Fascination (1922 film)
Fascination is a 1922 American silent drama film directed by Robert Z. Leonard and starring his then wife Mae Murray. The film is based on an original story by Edmund Goulding who was soon to be a prolific film director.
Lantern slide for the film.
|Directed by||Robert Z. Leonard|
|Produced by||Robert Z. Leonard|
|Screenplay by||Edmund Goulding|
|Story by||Edmund Goulding|
|Cinematography||Oliver T. Marsh|
|Distributed by||Metro Pictures|
|Language||Silent (English intertitles)|
The story capitalizes on Murray's continuing forays into outlandish costume dramas. It is not known whether the film currently survives, suggesting that it is a lost film.

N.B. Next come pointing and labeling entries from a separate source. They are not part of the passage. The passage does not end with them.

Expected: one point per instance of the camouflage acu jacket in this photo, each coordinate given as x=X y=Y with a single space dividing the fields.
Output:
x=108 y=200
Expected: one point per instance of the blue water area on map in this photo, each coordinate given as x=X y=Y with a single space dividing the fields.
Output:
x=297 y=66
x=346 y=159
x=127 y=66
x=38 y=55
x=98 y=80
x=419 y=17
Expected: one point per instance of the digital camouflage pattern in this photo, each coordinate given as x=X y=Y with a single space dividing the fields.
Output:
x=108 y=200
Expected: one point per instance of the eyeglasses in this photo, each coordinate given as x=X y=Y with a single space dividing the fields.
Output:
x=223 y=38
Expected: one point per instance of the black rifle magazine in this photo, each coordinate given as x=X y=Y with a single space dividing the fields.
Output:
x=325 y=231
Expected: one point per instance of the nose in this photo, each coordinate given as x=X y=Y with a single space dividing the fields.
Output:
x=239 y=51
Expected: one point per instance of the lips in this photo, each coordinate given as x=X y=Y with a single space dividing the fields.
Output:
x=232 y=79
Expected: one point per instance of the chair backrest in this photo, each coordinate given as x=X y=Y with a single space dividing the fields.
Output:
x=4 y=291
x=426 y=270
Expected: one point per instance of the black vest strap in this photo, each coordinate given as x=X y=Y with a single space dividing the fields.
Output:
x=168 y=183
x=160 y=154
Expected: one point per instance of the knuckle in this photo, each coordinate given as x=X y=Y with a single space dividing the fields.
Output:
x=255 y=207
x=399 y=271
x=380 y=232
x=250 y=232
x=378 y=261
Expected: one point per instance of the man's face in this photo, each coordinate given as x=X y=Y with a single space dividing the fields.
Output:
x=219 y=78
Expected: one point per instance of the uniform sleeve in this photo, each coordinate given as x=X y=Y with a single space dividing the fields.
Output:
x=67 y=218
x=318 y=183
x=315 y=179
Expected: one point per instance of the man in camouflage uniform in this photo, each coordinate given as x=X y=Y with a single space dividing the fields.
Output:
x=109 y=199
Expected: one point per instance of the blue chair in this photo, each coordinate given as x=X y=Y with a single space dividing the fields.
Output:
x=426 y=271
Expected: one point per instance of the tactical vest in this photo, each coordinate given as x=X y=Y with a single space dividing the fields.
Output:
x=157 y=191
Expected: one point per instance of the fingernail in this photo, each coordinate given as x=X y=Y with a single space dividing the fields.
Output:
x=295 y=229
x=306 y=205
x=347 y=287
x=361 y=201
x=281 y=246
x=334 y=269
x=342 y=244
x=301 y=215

As described in a film magazine, Dolores de Lisa (Murray), born of a Spanish father and American mother, combines the warm blood of the South with Yankee pep. To hold her in restraint, her aunt Marquesa (Fitzroy) takes her to Madrid. Dolores slips away from home on Easter day when the streets are filled with crowds going to the bullfight where, after obtaining a wig and costume, she occupies a box. She becomes fascinated with the toreador Carrita (Frazer), and the Count de Morera (Foote) offers to introduce her if she will agree to attend his ball. At the ball Dolores dances for the guests, and then joins a party at a cabaret where she meets the great Carrita. Her family meanwhile is searching the city for her, her father Eduardo de Lisa (Lane), her brother Carlos (Hale), and her sweetheart Ralph Kellogg (Coleman), having just arrived from the United States. Her father enters the cabaret and Parola (Ware), a faded cabaret singer, recognizes him and invites him to her room. Dolores follows them and hears Parola accuse Carlos of being the father of her son. As Carlos turns and starts down the stairs, Parola attempts to kill him with a heavy lamp but Dolores grabs it. Parola then turns on the daughter, but she is saved by the toreador. Parola tells Carrita that Carlos is his father and urges him to avenge her. Carrita leaves and before he can carry out his purpose, Parola admits that she lied and was only attempting to blackmail Carlos, which saves him from death at the hands of the toreador. Dolores arrives home bedraggled and completely cured of her desire for excitement, bullfights, and underworld cabarets. She happily sinks into her American sweetheart's arms.